Table 3 shows the prevalence of patients receiving at least one high‐risk prescription by a range of patient characteristics, and adjusted ORs derived from the multilevel logistic regression model, for 2015. Any HRP increased noticeably with age, rising progressively from 2.5% in patients aged <40 years to 20.2% in patients aged ≥80 years (adjusted OR 8.64, 95% CI 7.69, 9.71). Any HRP also increased progressively with the number of chronic drugs used, with 10.6% of patients prescribed 0–2 chronic drugs receiving any high‐risk prescription compared with 19.0% of those prescribed ≥11 chronic drugs (adjusted OR 1.35, 95% CI 1.29, 1.40). Females were slightly more likely to receive any HRP than males (15.2% vs. 15.1% in men, adjusted OR 1.06, 95% CI 1.04, 1.08).

Table 3.

Prevalence of patients receiving any high‐risk prescription in 2015, and multilevel odds ratios (both unadjusted and adjusted) for the clustering of patients within general practitioners, or within individual general practitioners

Patient‐level fixed effects (n) Any HRP [% (95% CI)] Multivariate odds ratio (95% CI)
Unadjusted Adjusted
Age (years):
<40 (12 440) 2.5 (2.3, 2.8) 1.00 1.00
40–49 (13 006) 4.1 (3.8, 4.5) 1.58 (1.37, 1.82) 1.56 (1.35, 1.80)
50–59 (23 342) 4.9 (4.6, 5.2) 2.84 (1.62, 2.09) 1.81 (1.59, 2.06)
60–69 (51 396) 9.7 (9.4, 10.0) 3.81 (3.38, 4.28) 3.73 (3.31, 4.20)
70–79 (100 574) 19.4 (19.2, 19.6) 8.48 (7.56, 9.51) 8.33 (7.42, 9.36)
≥80 (77 711) 20.2 (19.9, 20.5) 8.77 (7.82, 9.84) 8.64 (7.69, 9.71)
Gender:
Female (151 258) 15.2 (15.0, 15.4) 1.00 1.00
Male (127 211) 15.1 (14.9, 15.3) 1.07 (1.04–1.09) 1.06 (1.04, 1.08)
Number of chronic drugs:
0–2 (43 326) 10.6 (10.3, 10.9) 1.00 1.00
3–4 (52 826) 13.0 (12.7, 13.3) 1.05 (1.00, 1.09) 1.05 (1.01, 1.10)
5–6 (57 940) 14.9 (14.6, 15.2) 1.12 (1.07, 1.16) 1.12 (1.08, 1.17)
7–8 (47 741) 16.5 (16.2, 16.8) 1.19 (1.14, 1.23) 1.20 (1.15, 1.25)
9–10 (33 621) 17.5 (17.1, 17.9) 1.22 (1.17, 1.28) 1.23 (1.18, 1.29)
≥11 (43 015) 19.0 (18.6, 19.4) 1.33 (1.28, 1.39) 1.35 (1.29, 1.40)
Error variance (level 2 intercept) 0.091 (SE 0.005, P < 0.05)

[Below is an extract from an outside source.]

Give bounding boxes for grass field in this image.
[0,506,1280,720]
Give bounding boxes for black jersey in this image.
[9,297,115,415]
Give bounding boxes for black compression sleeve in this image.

CI, confidence interval; HRP, high‐risk prescription; n, number of patients; SE, standard error

Variation in HRP between GPs

There was considerable variation in the overall rate of HRP between individual GPs in 2015, ranging from 1.2% of patients receiving any high‐risk prescription to 36.0% (n = 2045). After controlling for patient‐level variables, significant variation between GPs remained (level 2 intercept 0.091, standard error 0.005, P < 0.05). Figure 2 shows the difference between the observed numbers of patients with a high‐risk prescription and those expected for each GP, after adjusting for patient case mix (age, gender and number of chronic drugs used). GPs varied from having 50% less than expected rates to 100% in excess. Just over 5% of GPs had significantly higher than average rates of HRP (P < 0.05), and just 1.2% were above the 3 SD limit (P < 0.005).

Figure 2.

Figure 2

Funnel plot of the ratio of observed/expected number of patients (as a percentage) vs. expected number of patients with a high‐risk prescription for each general practitioner in 2015 (n = 2045). SD, standard deviation

Variation in dispensing of high‐risk prescriptions between pharmacies

There was considerable variation in the overall rate of dispensing of high‐risk prescriptions between pharmacies in 2015 (n = 1788). Figure 3 shows the difference between the observed numbers of patients with a high‐risk prescription and those expected for each pharmacy, after adjusting for patient case mix (age, gender and number of chronic drugs used) and the prescribing GP. Pharmacies varied from having 100% less than expected rates to 100% in excess. Approximately 3.6% of pharmacies had significantly higher than average rates of dispensing of high‐risk prescriptions (P < 0.05), and just 0.7% were above the 3 SD limit (P < 0.005).

Figure 3.

Figure 3

Funnel plot of the ratio of observed/expected number of patients (as a percentage) vs. expected number of patients with a high‐risk prescription for each pharmacy in 2015 (n = 1788). SD, standard deviation

Discussion

Overall, according to the indicator set used in the present study, the prevalence of HRP in Ireland appears to be decreasing over time, with significant reductions in the rate of high‐risk prescriptions for eight of the nine indicators examined between 2011 and 2015. Despite this, the prevalence of HRP remained high, with 15% of patients vulnerable to ADEs receiving one or more high‐risk prescriptions in 2015. Further, the rates of four of the nine indicators persisted above 13% of those at risk in 2015 (prescription of an NSAID in >75‐year‐olds without gastroprotection, coprescription of an antiplatelet agent or high‐risk antibiotic with warfarin, and prescription of high‐dose digoxin).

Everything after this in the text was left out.